The impact of soil reflectance on the quantification of the green vegetation fraction from NDVI

The green vegetation fraction (Fg) is an important climate and hydrologic model parameter. A common method to calculate Fg is to create a simple linear mixing model between two NDVI endmembers: bare soil NDVI (NDVI_o) and full vegetation NDVI (NDVI_∞). Usually it is assumed that NDVI_o is close to zero (NDVI_o ∼ 0.05) and is generally chosen from the lowest observed NDVI values. However, the mean soil NDVI computed from 2906 samples is much larger (NDVI = 0.2) and is highly variable (standard deviation = 0.1). We show that the underestimation of NDVI_o yields overestimations of Fg. The largest errors occur in grassland and shrubland areas. Using parameters for NDVI_o and NDVI_∞ derived from global scenes yields overestimations of Fg that are larger than 0.2 for the majority of U.S. land cover types when pixel NDVI values are 0.2 < NDVI_pixel < 0.4. When using conterminous U.S. scenes to derive NDVI_o and NDVI_∞, the overestimation is less (0.10-0.17 for 0.2 < NDVI_pixel < 0.4).

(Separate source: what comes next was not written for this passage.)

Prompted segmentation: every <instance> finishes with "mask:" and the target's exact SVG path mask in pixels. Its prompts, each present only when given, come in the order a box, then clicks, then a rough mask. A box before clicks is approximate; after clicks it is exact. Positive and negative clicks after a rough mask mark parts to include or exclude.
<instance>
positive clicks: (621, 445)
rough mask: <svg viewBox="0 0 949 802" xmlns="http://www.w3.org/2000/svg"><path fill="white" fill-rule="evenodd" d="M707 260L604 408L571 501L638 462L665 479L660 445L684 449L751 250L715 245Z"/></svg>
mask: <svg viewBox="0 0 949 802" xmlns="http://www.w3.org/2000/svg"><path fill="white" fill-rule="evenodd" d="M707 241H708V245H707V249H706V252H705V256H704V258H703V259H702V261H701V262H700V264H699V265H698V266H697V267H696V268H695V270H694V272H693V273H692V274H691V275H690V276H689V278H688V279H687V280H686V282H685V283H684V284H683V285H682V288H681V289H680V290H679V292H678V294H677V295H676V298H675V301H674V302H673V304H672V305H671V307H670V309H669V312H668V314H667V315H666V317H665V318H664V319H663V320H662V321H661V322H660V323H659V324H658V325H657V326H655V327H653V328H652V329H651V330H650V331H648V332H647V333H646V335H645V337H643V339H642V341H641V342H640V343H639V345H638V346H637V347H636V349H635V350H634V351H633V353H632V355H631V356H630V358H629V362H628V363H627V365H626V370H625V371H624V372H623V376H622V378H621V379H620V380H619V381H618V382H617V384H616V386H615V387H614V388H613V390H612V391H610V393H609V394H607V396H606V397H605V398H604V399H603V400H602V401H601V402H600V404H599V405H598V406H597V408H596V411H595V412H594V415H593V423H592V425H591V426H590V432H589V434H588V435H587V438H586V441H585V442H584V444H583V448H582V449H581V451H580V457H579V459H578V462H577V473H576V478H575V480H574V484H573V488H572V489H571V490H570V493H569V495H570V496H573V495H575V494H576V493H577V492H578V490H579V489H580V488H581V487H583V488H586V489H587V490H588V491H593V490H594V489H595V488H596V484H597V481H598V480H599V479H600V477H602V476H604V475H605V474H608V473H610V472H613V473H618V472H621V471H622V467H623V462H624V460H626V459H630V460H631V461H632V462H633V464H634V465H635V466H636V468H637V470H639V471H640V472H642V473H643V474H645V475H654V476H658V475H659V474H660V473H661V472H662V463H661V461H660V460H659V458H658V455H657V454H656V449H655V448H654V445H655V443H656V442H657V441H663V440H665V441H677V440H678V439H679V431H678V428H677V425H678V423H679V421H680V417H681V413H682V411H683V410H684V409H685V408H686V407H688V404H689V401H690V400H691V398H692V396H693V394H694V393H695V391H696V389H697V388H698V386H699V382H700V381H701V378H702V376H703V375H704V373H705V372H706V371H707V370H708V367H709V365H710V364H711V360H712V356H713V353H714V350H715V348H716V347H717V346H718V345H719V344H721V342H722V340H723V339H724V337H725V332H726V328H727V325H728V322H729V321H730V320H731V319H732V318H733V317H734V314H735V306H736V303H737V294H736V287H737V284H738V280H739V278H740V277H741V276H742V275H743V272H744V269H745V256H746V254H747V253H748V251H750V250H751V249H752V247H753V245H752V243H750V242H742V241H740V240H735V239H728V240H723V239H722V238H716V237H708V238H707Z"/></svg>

As a result, parts of the conterminous U.S. are affected at different times of the year depending on the local seasonal NDVI cycle. We propose using global databases of NDVI_o along with information on historical NDVI_pixel values to compute a statistically most-likely estimate of Fg. Using in situ measurements made at the Sevilleta LTER, we show that this approach yields better estimates of Fg than using global invariant NDVI_o values estimated from whole scenes. At the two studied sites, the Fg estimate was adjusted by 52% at the grassland and 86% at the shrubland. More significant advances will require information on spatial distribution of soil reflectance.